Fecal Calprotectin Level in Patients With Nosocomial Diarrhea
-
- STATUS
- Recruiting
-
- participants needed
- 135
-
- sponsor
- Mahidol University
Summary
Nosocomial diarrhea is a common problem.There are multiple ethiologies of nosocomial diarrhea in which can be divided into inflammatory and non inflammatory diarrhea. Fecal calprotectin is a good marker to identify inflammatory diarrhea in outpatient setting; for example, differentiating inflammatory bowel disease and irritable bowel syndrome. Its performance in inpatient setting has not been well established. This study aim to determine the efficacy of fecal calprotectin in distinguishing inflammatory nosocomial diarrhea from non-inflammatory nosocomial diarrhea.
Description
This is a prospective, cross-sectional, and observational study. The patients with nosocomial diarrhea whose stool samples are sent for stool examination and Clostridium difficile toxin by their treating physicians will be recruited. Their leftover stool samples will be kept at
- 80 c and will be measured for calprotectin level at the end of study. The patients will be treated by their treating physicians. They will be classified into 2 groups - inflammatory and non-inflammatory diarrhea.
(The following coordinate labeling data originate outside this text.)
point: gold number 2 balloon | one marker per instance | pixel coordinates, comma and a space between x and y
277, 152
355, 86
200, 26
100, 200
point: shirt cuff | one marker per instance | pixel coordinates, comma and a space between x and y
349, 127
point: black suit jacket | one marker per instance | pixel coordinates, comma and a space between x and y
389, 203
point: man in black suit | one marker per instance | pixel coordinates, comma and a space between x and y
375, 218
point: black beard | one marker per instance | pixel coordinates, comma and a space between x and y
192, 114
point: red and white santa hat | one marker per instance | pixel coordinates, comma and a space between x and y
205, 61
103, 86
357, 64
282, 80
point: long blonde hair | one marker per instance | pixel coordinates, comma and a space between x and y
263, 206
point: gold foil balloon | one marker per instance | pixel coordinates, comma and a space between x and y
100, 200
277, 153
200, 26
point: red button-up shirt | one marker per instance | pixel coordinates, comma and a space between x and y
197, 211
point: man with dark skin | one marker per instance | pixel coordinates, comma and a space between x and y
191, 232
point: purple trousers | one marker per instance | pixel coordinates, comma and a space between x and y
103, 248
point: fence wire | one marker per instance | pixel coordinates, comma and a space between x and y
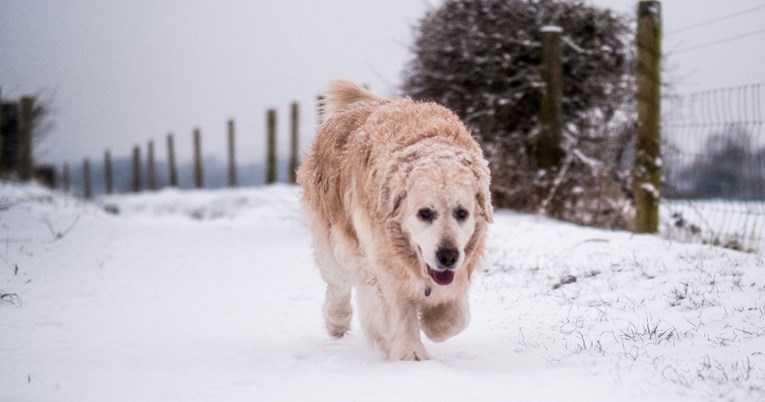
714, 162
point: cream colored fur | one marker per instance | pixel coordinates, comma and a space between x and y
374, 166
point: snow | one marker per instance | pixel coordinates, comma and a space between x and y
212, 295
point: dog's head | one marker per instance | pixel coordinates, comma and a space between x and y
441, 212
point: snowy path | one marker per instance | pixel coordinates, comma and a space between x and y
212, 296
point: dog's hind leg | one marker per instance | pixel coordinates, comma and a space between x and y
443, 321
337, 310
333, 266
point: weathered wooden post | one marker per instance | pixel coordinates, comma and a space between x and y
172, 170
294, 140
319, 110
647, 170
549, 151
65, 178
87, 189
271, 156
108, 173
199, 180
26, 116
232, 179
1, 133
151, 173
136, 169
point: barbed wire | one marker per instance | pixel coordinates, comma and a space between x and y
719, 41
714, 20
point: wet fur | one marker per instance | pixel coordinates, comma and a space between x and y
371, 161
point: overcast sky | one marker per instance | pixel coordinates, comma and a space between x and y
122, 73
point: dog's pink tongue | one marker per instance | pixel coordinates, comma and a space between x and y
442, 278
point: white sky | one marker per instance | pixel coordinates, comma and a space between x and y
125, 72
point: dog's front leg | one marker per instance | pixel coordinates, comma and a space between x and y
390, 321
442, 321
407, 344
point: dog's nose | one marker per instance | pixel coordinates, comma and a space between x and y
447, 256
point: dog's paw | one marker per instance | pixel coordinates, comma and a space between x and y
337, 331
413, 356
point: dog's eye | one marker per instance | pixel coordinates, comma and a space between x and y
460, 214
426, 214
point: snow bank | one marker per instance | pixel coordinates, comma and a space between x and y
212, 295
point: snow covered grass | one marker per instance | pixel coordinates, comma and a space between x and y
212, 295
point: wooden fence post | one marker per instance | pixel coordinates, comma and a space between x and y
232, 179
271, 156
151, 173
25, 167
199, 180
65, 178
87, 189
173, 171
647, 169
136, 169
108, 173
319, 110
294, 139
2, 113
549, 152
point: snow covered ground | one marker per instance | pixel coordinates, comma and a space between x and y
212, 296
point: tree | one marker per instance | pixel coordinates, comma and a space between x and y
481, 58
727, 167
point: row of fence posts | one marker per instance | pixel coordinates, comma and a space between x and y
646, 169
199, 179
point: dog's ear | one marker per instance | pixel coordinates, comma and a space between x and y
483, 199
390, 202
482, 174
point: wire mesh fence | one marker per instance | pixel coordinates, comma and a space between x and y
714, 162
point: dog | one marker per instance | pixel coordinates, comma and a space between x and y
396, 193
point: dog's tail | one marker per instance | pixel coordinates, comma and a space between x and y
341, 94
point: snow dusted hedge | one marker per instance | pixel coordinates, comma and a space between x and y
481, 58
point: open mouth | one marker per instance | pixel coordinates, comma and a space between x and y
442, 278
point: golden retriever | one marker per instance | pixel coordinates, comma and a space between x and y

The inflammatory diarrhea will be defined if 1) positive for C. difficile toxin or 2) stool WBC more than 5/HPF or 3) inflammatory mucosa or ulceration noted on colonoscopy.
The noninflammatory diarrhea will be defined if 1)negative for C. difficile toxin and 2) no WBC on stool examination and 3) dramatic response to diet adjustment or 4) no mucosal inflammation or ulceration if colonoscopy is performed
The patients who do not respond to diet modification, but do not undergo colonoscopy will be excluded because the definite diagnosis cannot be made.
Details
| Condition | Diarrhea, Calprotectin |
|---|---|
| Age | 18years - 80years |
| Treatment | Fecal calprotectin |
| Clinical Study Identifier | NCT04491799 |
| Sponsor | Mahidol University |
| Last Modified on | 19 February 2024 |
How to participate?
Additional screening procedures may be conducted by the study team before you can be confirmed eligible to participate.
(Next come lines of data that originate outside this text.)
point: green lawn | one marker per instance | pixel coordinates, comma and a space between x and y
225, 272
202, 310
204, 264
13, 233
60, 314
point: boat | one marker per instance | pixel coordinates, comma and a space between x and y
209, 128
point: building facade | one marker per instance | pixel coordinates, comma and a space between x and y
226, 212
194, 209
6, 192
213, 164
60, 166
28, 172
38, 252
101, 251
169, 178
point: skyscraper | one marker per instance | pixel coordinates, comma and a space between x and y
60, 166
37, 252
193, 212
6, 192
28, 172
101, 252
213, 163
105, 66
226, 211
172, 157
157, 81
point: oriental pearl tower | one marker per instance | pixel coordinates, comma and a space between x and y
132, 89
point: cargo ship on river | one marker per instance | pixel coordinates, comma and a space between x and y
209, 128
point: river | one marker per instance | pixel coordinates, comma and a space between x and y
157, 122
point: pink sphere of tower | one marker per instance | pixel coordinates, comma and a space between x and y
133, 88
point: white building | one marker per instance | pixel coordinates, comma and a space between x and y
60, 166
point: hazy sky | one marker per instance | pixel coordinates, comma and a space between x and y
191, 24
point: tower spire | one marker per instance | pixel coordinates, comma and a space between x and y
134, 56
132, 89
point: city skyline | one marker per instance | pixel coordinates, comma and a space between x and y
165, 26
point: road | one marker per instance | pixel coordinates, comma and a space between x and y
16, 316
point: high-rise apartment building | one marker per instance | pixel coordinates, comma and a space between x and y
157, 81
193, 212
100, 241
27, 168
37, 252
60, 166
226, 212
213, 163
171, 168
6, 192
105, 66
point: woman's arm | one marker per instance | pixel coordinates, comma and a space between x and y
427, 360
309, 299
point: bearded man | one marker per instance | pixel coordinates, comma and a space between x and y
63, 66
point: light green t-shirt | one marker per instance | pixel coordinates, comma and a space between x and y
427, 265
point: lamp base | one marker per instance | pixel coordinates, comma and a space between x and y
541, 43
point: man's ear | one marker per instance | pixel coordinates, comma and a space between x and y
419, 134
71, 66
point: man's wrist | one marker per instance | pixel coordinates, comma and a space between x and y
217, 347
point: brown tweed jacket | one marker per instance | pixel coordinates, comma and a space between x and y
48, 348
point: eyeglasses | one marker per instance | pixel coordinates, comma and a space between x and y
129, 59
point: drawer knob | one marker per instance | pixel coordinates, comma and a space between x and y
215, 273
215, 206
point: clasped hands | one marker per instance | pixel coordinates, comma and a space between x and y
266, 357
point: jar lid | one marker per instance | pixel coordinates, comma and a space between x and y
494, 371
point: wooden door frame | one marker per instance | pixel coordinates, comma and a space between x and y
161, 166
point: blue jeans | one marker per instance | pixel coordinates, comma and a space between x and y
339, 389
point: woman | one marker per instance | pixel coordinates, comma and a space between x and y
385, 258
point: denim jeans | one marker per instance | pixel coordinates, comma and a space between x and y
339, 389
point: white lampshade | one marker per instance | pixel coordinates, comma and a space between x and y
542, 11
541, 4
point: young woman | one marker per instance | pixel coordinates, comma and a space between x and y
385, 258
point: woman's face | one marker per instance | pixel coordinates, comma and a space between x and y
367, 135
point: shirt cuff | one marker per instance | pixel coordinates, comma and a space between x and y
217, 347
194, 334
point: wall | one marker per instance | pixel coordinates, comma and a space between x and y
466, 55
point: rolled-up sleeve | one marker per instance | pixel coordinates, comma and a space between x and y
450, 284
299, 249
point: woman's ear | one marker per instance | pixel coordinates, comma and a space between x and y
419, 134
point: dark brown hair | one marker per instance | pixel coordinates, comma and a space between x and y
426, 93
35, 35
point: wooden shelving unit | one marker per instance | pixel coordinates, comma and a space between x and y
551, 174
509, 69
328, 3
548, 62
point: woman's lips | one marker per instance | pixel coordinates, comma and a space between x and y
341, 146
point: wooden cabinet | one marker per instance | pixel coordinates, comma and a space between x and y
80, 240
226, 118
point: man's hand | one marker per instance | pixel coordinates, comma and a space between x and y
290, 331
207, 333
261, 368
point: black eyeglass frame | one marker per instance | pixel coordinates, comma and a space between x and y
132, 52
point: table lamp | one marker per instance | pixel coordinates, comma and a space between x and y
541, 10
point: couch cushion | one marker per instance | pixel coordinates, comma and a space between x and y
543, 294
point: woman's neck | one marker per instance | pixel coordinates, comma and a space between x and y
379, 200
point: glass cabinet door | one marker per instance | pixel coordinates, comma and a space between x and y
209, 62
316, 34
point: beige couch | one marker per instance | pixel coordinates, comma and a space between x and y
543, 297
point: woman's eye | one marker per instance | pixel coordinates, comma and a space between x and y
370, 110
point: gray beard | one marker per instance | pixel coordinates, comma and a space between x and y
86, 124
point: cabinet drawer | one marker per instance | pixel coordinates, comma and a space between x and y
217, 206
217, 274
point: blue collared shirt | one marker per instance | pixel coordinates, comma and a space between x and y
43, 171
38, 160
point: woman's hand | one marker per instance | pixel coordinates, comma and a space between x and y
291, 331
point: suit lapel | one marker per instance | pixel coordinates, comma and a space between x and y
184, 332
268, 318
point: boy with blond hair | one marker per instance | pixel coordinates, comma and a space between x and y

Learn moreIf you are confirmed eligible after full screening, you will be required to understand and sign the informed consent if you decide to enroll in the study. Once enrolled you may be asked to make scheduled visits over a period of time.
Learn moreComplete your scheduled study participation activities and then you are done. You may receive summary of study results if provided by the sponsor.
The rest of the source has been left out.